Её я
Шрифт:
Халия росла с матерью во Франции. Училась в школе, потом, так же, как и ее мать, на факультете искусств. Специализация у ее была «художественная фотография»… Когда Марьям и Махтаб вернулись в Иран, Халия осталась во Франции. В очень юные годы она уже начала участвовать в выставках и сама их устраивала. В этом смысле она пошла в маму, вообще хочешь не хочешь, а кровь Фаттахов сказывалась в ней. И вот она фотографировала Хани-абад и выставляла эти снимки в Париже. Или фотографировала парижское кладбище Пер-Лашез, а выставку делала благотворительной, в пользу
Почти каждый год она месяца три проводила в Иране – то самое время, когда или в Европе у нее не было работы, или требовалась передышка от этих европейских безумств. Мы ее, конечно, в Иране принимали горячо – ведь она была последним отпрыском Фаттахова рода! Махтаб она называла тетей, меня, естественно, дядей. Ирония была в том, что «тетя» не была замужем за «дядей», а тот не был женат на «тете»… Приезжая в Тегеран, Халия, разумеется, останавливалась в квартире Марьям и Махтаб, но раз-другой в неделю ночевала и у меня – в том самом дедовском доме Фаттахов…

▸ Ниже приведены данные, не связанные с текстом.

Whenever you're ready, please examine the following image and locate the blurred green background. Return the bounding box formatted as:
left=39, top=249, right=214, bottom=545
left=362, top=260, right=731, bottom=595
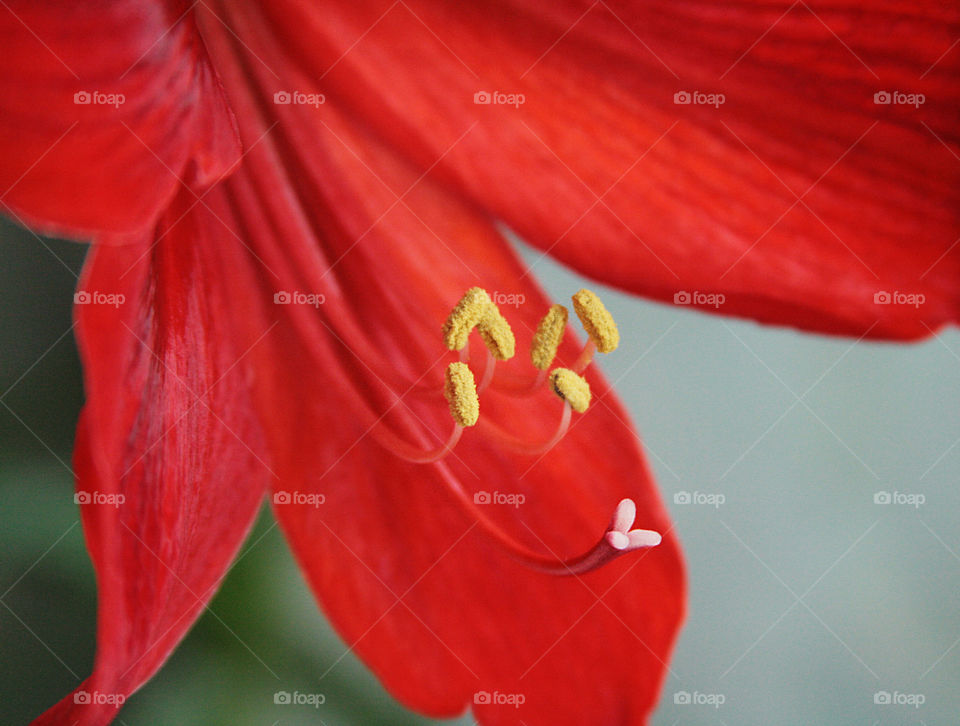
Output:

Да смилостивится Аллах над Махтаб и Марьям! В тот год, шестьдесят седьмой, когда случился этот трагический ракетный обстрел, я позвонил Халие и пригласил ее в Тегеран… Хорошо помню… Когда прилетела, она, кажется, уже знала обо всем, прямо в аэропорту Мехрабад уткнулась мне в шею и заплакала. На своем ломаном фарси сказала:
– Кроме вас. у меня никого нет, дядя Али! Отца я не видела… Так счастлива была, что у меня есть мама и тетя… А теперь…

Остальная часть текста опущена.